Mitsubishi Electric has completed its acquisition of OT and IoT cybersecurity specialist Nozomi Networks, closing a US$1 billion transaction that stands as the largest acquisition in the history of operational technology security.
The deal, first announced in September last year, sees Nozomi Networks operate independently as a wholly owned subsidiary of the Japanese industrial and technology group. Mitsubishi Electric has indicated that Nozomi will retain its vendor-agnostic technology roadmap, leadership team and global partner ecosystem, a point likely to be closely scrutinised by critical infrastructure operators and CISOs reliant on multi-vendor OT environments.
For enterprise and industrial IT leaders, the scale of the acquisition is a clear signal of how strategically important OT and cyber-physical system security has become. Once treated as a niche discipline, OT security is now firmly positioned as a board-level risk domain as industrial digitalisation, connectivity and AI adoption continue to expand attack surfaces across energy, manufacturing, utilities and transport.
Nozomi enters the transaction from a position of strength. The company recently surpassed US$100 million in annual revenue and has achieved sustained cash flow and break-even performance — a rare milestone in the OT security market. Its customer base includes many of the world’s largest industrial organisations, spanning oil and gas, pharmaceuticals, utilities and mining, sectors where operational disruption carries direct safety, financial and national security implications.
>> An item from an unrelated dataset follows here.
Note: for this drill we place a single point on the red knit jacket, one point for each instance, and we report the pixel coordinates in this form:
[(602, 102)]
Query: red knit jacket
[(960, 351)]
The company’s leadership has emphasised that independence remains central to its value proposition. Nozomi co-founder and chief product officer Andrea Carcano (pictured) said the acquisition enables a new phase of innovation while preserving the vendor-neutral approach that underpins customer trust. From a Chief IT perspective, that assurance matters, particularly for organisations running heterogeneous industrial environments where single-vendor lock-in can increase operational and cyber risk.
Mitsubishi Electric’s rationale for the acquisition reflects broader shifts underway in industrial cybersecurity. As a global supplier of industrial automation, energy systems and critical infrastructure technologies, the company gains deeper access to advanced OT security capabilities at a time when regulators, insurers and governments are raising expectations around resilience, incident response and risk-based security management.
Nozomi’s platform focus aligns with these pressures. The company positions its technology around comprehensive asset visibility, protection across all attack surfaces and the transition toward risk-based cyber management in operational environments. It has also been an early and consistent adopter of AI in OT security, including recent releases such as Arc, designed to safely automate threat response in industrial systems, and Vantage IQ, a private AI assistant trained on company-specific OT environments.
In 2025, Nozomi expanded its partner ecosystem and grew headcount by nearly a quarter.
As industrial organisations accelerate digital transformation and AI adoption, the transaction underscores a wider reality: OT cybersecurity is no longer an adjunct to IT security. It is becoming a foundational element of operational resilience, safety and business continuity — and one increasingly shaped by the strategic priorities of the world’s largest industrial technology companies.